I completely agree that psychoactive drugs are not a magic bullet; I’ve shared here my experience with my brother and I taking the same medication for the same condition and getting wildly different results, and I could also talk about a medication I took that achieved its primary goal incredibly well, but came with side effects so intolerable they completely disrupted my life.

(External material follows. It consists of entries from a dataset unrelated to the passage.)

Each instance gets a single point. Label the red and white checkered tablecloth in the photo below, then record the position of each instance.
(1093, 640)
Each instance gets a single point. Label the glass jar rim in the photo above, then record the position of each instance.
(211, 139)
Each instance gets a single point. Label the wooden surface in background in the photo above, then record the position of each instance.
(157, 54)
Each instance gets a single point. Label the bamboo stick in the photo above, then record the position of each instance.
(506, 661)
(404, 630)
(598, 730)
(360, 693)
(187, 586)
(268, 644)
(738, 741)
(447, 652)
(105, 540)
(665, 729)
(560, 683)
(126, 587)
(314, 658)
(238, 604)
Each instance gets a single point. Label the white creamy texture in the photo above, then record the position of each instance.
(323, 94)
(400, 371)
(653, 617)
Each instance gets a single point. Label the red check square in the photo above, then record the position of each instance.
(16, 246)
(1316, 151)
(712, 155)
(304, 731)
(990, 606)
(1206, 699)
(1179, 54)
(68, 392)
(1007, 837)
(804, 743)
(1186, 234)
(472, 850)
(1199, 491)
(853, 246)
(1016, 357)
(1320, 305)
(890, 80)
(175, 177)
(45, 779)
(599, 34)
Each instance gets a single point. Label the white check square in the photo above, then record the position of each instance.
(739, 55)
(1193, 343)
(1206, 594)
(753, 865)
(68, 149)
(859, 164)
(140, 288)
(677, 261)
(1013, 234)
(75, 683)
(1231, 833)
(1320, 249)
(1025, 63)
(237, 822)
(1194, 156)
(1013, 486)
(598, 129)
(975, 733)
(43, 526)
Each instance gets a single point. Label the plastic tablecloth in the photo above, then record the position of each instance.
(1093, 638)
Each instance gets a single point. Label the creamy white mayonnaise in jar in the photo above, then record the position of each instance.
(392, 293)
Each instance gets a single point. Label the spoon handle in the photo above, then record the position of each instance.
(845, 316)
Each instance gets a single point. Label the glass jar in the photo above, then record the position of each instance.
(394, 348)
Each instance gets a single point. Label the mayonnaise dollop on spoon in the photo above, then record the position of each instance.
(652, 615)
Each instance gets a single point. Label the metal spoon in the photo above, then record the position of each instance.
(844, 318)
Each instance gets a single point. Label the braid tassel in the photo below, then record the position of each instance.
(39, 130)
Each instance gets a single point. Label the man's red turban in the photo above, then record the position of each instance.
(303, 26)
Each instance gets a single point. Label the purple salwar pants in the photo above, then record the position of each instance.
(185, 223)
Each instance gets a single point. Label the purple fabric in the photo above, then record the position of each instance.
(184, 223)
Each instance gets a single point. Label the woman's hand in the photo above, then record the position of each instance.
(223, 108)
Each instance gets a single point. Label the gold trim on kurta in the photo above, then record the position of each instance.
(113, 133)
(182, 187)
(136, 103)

But notwithstanding all that, I’ve spoken with several anti-medication people who seem to perceive psychoactive medication as a “anti-magic bullet”; it’s an article of faith for them that the medication cannot helpfully modify the brain chemistry to give the person a better quality of life while they still remain the same person. They are convinced that anyone who reports improvement on a psychoactive medication is experiencing medication-impaired judgment; they cannot be actually happy, but are merely mistaking the effect of “happy pills” for happiness. Like solipsism, this dubious paradigm cannot be falsified by evidence.

@ Spectator:

I was addressing extreme *activists* who decry the usage of ANY anti-psychotic/ anti-depressant by wildly exaggerating side effects while not mentioning the desired *effects* which control or tone-down symptoms for SMI that can be very dis-abling.

There is an entiire movement in alt med concerning this issue that parallels their anti-medication stance for ALL illness, usually accompanied by anti-pharmaceutical industry-governmental collusion rants. As I mentioned earlier, there is often denial of the physiological basis of mental illness itself.

Obviously meds can be over-prescribed by physicians but I wonder how much of that is in response to *patient* demand for them. If a patient complains of ‘feeling low’ or ‘being stressed’. Similarly those who promote woo also deny that doctors advise patients about eating healthier diets or exercising- ALTHOUGH THEY DO- and neglect to observe that patients may turn a deaf ear and not follow through.

I was addressing extreme *activists* who decry the usage of ANY anti-psychotic/ anti-depressant by wildly exaggerating side effects while not mentioning the desired *effects* which control or tone-down symptoms for SMI that can be very dis-abling.

I’d like to know what the folks would have prescribed for the bi-plar woman one county to the north of us who decided to stop taking her medications last fall. She shot and killed her husband, three children and herself the week before Christmas.

@ Shay:

Probably 5-htp, melatonin, niacin, valerian and spiritually-based counselling including prayer.
Yes. As we often say around here; Read and weep.